Neuburg braucht jetzt einen Oberbürgermeister, der zuhört, strategisch denkt und klug entscheidet, der festgefahrene Strukturen aufbricht, offen ist für neue Ideen und frische Impulse bringt, um das immer wieder beschriebene Umsetzungsdefizit zu beseitigen. Denn jetzt ist die Zeit zu handeln!
Ich stehe für einen sachlichen, konstruktiven und unabhängigen Politikstil aus der Praxis ohne eine übermächtige Parteizentrale im Hintergrund sowie für Lösungen mit gesundem Menschenverstand, die funktionieren – jenseits von Parteigrenzen.
Als Landrat habe ich gelernt, eine große Verwaltung zu führen, Projekte umzusetzen und auch unter schwierigen Bedingungen handlungsfähig zu bleiben.
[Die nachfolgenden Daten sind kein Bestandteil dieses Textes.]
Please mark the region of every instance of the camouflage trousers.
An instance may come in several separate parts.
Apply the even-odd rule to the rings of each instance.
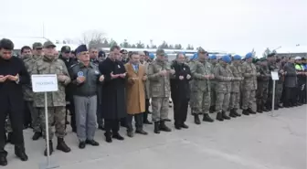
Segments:
[[[228,111],[229,107],[229,92],[217,92],[217,101],[216,101],[216,111],[221,112],[224,111]]]
[[[211,97],[210,106],[215,106],[216,105],[216,100],[217,100],[216,84],[211,85],[210,97]]]
[[[153,121],[160,121],[168,119],[169,98],[152,98]]]
[[[191,92],[191,106],[193,114],[209,113],[210,105],[210,91]]]
[[[238,109],[240,101],[240,92],[231,92],[229,99],[229,109]]]
[[[281,95],[283,91],[283,84],[282,83],[276,83],[276,100],[278,103],[281,101]]]
[[[64,138],[65,136],[65,115],[66,108],[63,107],[48,107],[48,132],[49,140],[52,140],[54,132],[52,131],[52,124],[56,127],[56,136]],[[41,120],[41,126],[43,129],[43,135],[46,138],[46,120],[45,120],[45,108],[39,108],[39,116]]]
[[[268,87],[269,81],[259,81],[256,90],[256,103],[265,104],[268,100]]]
[[[255,102],[255,93],[256,90],[244,90],[242,92],[242,109],[247,110],[249,108],[252,109],[253,103]]]

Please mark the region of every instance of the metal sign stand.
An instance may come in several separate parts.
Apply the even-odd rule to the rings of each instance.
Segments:
[[[40,164],[40,169],[58,168],[59,165],[52,164],[50,163],[50,151],[49,151],[49,130],[48,130],[48,100],[47,92],[45,92],[45,125],[46,125],[46,144],[47,144],[47,164]]]

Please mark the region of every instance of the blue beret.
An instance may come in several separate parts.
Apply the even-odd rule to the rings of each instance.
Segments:
[[[197,58],[198,58],[198,54],[197,54],[197,53],[195,53],[195,54],[190,58],[191,60],[195,60],[195,59],[197,59]]]
[[[242,59],[241,56],[239,56],[239,55],[235,55],[233,58],[234,58],[234,60],[241,60]]]
[[[223,61],[225,61],[226,63],[230,63],[231,62],[231,58],[228,55],[223,56],[221,59]]]
[[[211,55],[211,56],[209,57],[209,58],[210,58],[210,59],[213,59],[213,60],[214,60],[214,59],[217,59],[217,55]]]
[[[88,51],[88,48],[86,47],[86,45],[80,45],[76,48],[76,54],[79,54],[81,52],[85,52]]]
[[[253,54],[251,52],[249,52],[249,53],[246,54],[245,58],[248,59],[248,58],[250,58],[252,57],[253,57]]]
[[[154,59],[154,53],[150,53],[150,54],[149,54],[149,58],[150,58],[151,59]]]

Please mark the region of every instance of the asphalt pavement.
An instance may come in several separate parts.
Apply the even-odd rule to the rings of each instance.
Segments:
[[[149,135],[126,136],[124,141],[104,142],[102,131],[96,132],[99,147],[78,148],[76,134],[68,129],[65,138],[72,149],[55,151],[51,164],[60,169],[306,169],[307,105],[278,111],[233,118],[230,121],[196,125],[188,115],[187,130],[154,133],[154,125],[145,125]],[[170,110],[170,117],[173,111]],[[215,114],[211,114],[215,117]],[[7,169],[37,169],[46,163],[45,143],[32,141],[32,131],[24,132],[29,161],[21,162],[7,144]],[[54,138],[54,147],[56,147]]]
Der Dialog mit den Bürgerinnen und Bürgern ist mir dabei besonders wichtig.
Ich will unsere gemeinsame Heimat gestalten und etwas bewegen. Deshalb meine Kandidatur als OB für Neuburg, nicht zuletzt auch auf vielfachen Wunsch aus der ganzen Stadt:
Kein „weiter so“, keine „halben Sachen“, keine Experimente. Sondern ein Aufbruch in die Zukunft mit neuen Perspektiven, Kompetenz und Erfahrung.
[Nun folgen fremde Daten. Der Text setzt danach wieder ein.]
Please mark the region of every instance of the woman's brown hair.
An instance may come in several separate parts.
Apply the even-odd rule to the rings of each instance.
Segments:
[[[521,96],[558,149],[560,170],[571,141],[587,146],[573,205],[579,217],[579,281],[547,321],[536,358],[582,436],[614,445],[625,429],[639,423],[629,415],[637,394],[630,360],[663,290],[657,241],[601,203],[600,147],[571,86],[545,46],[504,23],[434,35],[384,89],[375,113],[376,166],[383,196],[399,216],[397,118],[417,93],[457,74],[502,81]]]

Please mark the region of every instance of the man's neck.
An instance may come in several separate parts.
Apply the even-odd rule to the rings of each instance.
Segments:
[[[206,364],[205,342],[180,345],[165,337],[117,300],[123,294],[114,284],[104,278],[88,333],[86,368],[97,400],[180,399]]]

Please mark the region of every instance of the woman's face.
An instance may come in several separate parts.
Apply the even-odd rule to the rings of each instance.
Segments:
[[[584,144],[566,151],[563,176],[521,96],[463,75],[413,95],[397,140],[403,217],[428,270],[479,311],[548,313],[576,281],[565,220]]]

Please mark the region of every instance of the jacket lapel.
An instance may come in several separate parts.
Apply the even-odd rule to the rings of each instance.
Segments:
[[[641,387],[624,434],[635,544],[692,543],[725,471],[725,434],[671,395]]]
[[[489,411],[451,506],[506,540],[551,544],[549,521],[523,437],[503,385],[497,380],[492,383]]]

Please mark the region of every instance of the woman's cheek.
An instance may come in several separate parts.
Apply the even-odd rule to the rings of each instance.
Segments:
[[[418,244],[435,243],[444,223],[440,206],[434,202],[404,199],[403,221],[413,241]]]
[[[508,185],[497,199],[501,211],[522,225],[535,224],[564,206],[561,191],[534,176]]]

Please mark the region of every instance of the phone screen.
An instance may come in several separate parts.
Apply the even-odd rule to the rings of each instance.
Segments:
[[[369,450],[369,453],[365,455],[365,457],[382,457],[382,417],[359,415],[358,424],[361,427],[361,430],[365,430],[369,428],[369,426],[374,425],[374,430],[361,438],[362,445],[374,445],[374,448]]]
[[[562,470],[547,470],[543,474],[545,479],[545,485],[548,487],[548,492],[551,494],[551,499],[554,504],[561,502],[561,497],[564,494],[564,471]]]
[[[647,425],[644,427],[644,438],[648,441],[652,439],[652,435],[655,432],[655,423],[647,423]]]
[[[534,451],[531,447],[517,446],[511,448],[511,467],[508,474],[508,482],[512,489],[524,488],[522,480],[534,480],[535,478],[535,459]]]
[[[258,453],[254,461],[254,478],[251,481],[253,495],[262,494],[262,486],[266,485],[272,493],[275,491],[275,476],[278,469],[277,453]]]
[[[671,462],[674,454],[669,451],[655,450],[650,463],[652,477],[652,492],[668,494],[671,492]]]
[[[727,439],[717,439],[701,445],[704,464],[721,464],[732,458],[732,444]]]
❸ Mein Zielbild für Neuburg ist ein lebendiges und wirtschaftlich starkes Mittelzentrum, in dem alle Generationen unserer Bürgerinnen und Bürger gut und sicher leben können.

Gut ausgestattete Kitas und Schulen, ein vielfältiges Freizeitangebot für Kinder und Jugendliche sowie ein vitales Vereinsleben mit Ehrenamtlichen, die Wertschätzung und Anerkennung erfahren.
Mein Ziel ist, dass die Studentinnen und Studenten der THI auf unserem Neuburger Campus in einigen Jahren bestens in das Stadtleben integriert sind und ausreichend bezahlbarer Wohnraum für alle vorhanden ist. Wir brauchen ein Existenzgründerzentrum und mehr Gewerbeflächen, damit sowohl die Absolventinnen und Absolventen unseres THI-Campus als auch die besten „Köpfe“ aus anderen Regionen bei uns eine neue Heimat finden, Unternehmen gründen und Arbeitsplätze schaffen. Ich möchte eine Stadt, in der junge Menschen bleiben – und Ältere sich gut aufgehoben fühlen.

Der hohe Leerstand in der Innenstadt muss in den nächsten Jahren gemeinsam mit dem Stadtmarketing beseitigt werden, eine höhere Aufenthaltsqualität führt zu mehr Frequenz für Handel und Gastronomie, die nahe Donau lädt zum Flanieren ein. Wir wollen eine Stadt, die lebt – und nicht leer steht. 

Das breite und qualitativ hochwertige Musik-, Kunst-, und Kulturangebot muss erhalten und weiterentwickelt werden. Gleiches gilt für die Sportanlagen und Bäder.

Den ÖPNV wollen wir zielgerichtet mit bedarfsgerechten, digital buchbaren Zusatzangeboten für alle Ortsteile ergänzen (Rufbusse).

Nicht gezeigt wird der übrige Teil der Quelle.